Among the documents released is an email sent to Ghislaine Maxwell that speaks about “the girls” being “completely shattered” at a Royal Family summer camp at Balmoral.
It is dated 16 August 2001 and sent by a person referred to only as “The Invisible Man”, but whom Sky News is reporting appears to be the former prince, Andrew.
We have come to that conclusion from reviewing the email address used, which is assigned to the Duke of York in Epstein’s contacts book and the chain of correspondence.
Andrew pictured laying on women
In the correspondence, “The Invisible Man” asks Maxwell: “How’s LA? Have you found me some new inappropriate friends?”
Andrew Mountbatten-Windsor has previously denied any allegations against him.
Watch: What’s in the largest batch of Epstein files?
The Peru trip
Another email appears to show Maxwell arranging “two-legged sight seeing” for “The Invisible Man” during a trip to Peru.
She appears to forward to “The Invisible Man” part of a conversation between herself and another person.
The email says: “I just gave Andrew your telephone no. He is interested in seeing the Nazca lines. He can ride but it is not his favorite sport ie pass on the horses.”
“Some sight seeing some 2 legged sight seeing (read intelligent pretty fun and from good families) and he will be very happy. I know I can rely on you to show him a wonderful time and will only introduce him to friends that you can trust,” Maxwell said.
The context of the email is unclear and there is no suggestion of any wrongdoing.
Epstein survivor speaks to Sky News after latest release of files
Trump on Epstein’s jet?
The latest bunch of files also includes an email from an unidentified prosecutor dated 7 January, 2020, in which President Trump is mentioned.
The email accuses him of travelling on Epstein’s private jet “many more times than previously has been reported”.
It adds that President Trump “is listed as a passenger on at least eight flights between 1993 and 1996, including at least four flights on which Maxwell was also present”.
The email’s sender and receiver have been redacted. However, at the bottom of the email it says assistant US attorney, Southern District of New York. The name has also been redacted.
President Trump has denied any wrongdoing in relation to his relationship with Epstein, and being on any of Epstein’s flights does not indicate any wrongdoing.
One of the documents in the release shows a report made to the FBI that was recorded on 27 October 2020.
It includes an unverified claim by a limousine driver that he overheard the US president discussing “abusing some girl” in 1995.
The driver also mentions Trump said “Jeffrey” while on the phone during a journey to Dallas Fort Worth Airport in Texas.
A significant part of the statement, along with the driver’s identity, has been redacted.
The US justice department has said that some of the documents in the latest Epstein files release “contain untrue and sensationalist claims made against President Trump that were submitted to the FBI right before the 2020 election”.

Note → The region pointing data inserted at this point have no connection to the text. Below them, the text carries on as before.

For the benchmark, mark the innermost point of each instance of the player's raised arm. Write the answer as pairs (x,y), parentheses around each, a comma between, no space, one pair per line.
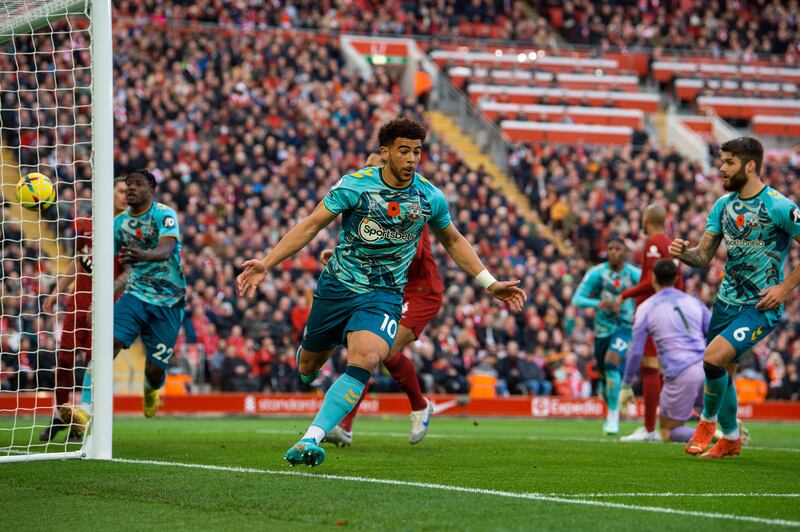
(465,257)
(296,239)
(699,256)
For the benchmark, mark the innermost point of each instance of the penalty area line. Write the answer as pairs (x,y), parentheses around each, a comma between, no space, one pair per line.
(462,489)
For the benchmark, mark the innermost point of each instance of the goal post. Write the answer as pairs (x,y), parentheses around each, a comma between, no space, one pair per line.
(56,119)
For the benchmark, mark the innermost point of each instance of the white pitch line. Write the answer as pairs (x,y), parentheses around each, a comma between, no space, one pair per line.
(670,494)
(477,491)
(532,438)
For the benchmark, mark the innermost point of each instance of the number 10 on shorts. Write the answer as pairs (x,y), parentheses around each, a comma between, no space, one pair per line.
(389,325)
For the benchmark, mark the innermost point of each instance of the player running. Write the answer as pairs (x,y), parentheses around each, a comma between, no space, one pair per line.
(422,300)
(677,323)
(655,248)
(147,237)
(76,331)
(758,224)
(600,289)
(359,295)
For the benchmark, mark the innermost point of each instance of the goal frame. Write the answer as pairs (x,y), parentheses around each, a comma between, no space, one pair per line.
(98,443)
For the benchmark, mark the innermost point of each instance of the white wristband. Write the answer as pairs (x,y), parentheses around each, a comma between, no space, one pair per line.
(485,279)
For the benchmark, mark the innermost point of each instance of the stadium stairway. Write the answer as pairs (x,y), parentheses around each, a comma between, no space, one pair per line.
(449,132)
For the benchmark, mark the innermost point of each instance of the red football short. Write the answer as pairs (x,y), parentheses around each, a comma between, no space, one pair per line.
(77,333)
(650,348)
(419,309)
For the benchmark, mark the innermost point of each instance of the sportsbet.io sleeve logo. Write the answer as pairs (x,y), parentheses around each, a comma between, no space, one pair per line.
(372,231)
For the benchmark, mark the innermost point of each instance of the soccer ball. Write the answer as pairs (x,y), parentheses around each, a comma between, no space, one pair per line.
(36,192)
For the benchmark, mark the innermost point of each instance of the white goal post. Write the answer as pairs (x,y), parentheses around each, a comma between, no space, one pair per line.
(47,127)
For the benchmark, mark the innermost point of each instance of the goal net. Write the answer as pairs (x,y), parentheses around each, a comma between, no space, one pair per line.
(55,120)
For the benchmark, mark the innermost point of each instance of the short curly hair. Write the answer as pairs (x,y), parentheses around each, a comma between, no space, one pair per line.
(401,128)
(746,149)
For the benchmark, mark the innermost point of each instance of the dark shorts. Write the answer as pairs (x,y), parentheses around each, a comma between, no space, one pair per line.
(419,309)
(679,395)
(742,326)
(618,343)
(337,310)
(158,325)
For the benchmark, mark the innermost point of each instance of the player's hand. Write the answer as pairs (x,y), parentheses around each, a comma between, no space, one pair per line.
(678,247)
(131,255)
(50,303)
(772,297)
(508,292)
(626,397)
(254,273)
(325,256)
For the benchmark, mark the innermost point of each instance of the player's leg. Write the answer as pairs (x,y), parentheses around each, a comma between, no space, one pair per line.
(677,401)
(158,336)
(612,367)
(651,385)
(370,331)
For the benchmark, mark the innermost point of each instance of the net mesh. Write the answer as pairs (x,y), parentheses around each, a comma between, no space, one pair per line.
(45,283)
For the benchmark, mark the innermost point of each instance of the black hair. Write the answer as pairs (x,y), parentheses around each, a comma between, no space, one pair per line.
(746,149)
(666,272)
(401,128)
(144,172)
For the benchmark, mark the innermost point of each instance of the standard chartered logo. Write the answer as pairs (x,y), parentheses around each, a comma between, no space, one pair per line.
(370,231)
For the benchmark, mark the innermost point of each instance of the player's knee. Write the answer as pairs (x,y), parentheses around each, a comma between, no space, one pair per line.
(367,359)
(713,371)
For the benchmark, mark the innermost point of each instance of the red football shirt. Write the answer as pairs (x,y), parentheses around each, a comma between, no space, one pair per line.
(655,249)
(423,272)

“To be clear: the claims are unfounded and false, and if they had a shred of credibility, they certainly would have been weaponized against President Trump already,” it said.
Postcard mentions ‘our president’
Also among the documents is a postcard that claims to have been sent by Jeffrey Epstein, but has been refuted by the justice department.
In it, the sender tells the recipient: “Our president also shares our love of young, nubile girls.”
It’s not clear who “our president” refers to and the context of the postcard is also unclear.
The US justice department initially said it was “looking into the validity” of the postcard but later said on X that the “FBI has confirmed” the postcard is “FAKE”.
It cited reasons including a claim that the writing does not appear to match Epstein’s and another that the letter was postmarked three days after his death.
Row over unreleased documents
It is believed that many files relating to Epstein are yet to be made public.
There has been anger at the justice department’s slow release of the files, with politicians threatening to launch legal action against Attorney General Pam Bondi.
The deadline for the release of all the documents has passed.
“The DOJ needs to quit protecting the rich, powerful, and politically connected,” Republican congressman Thomas Massie said.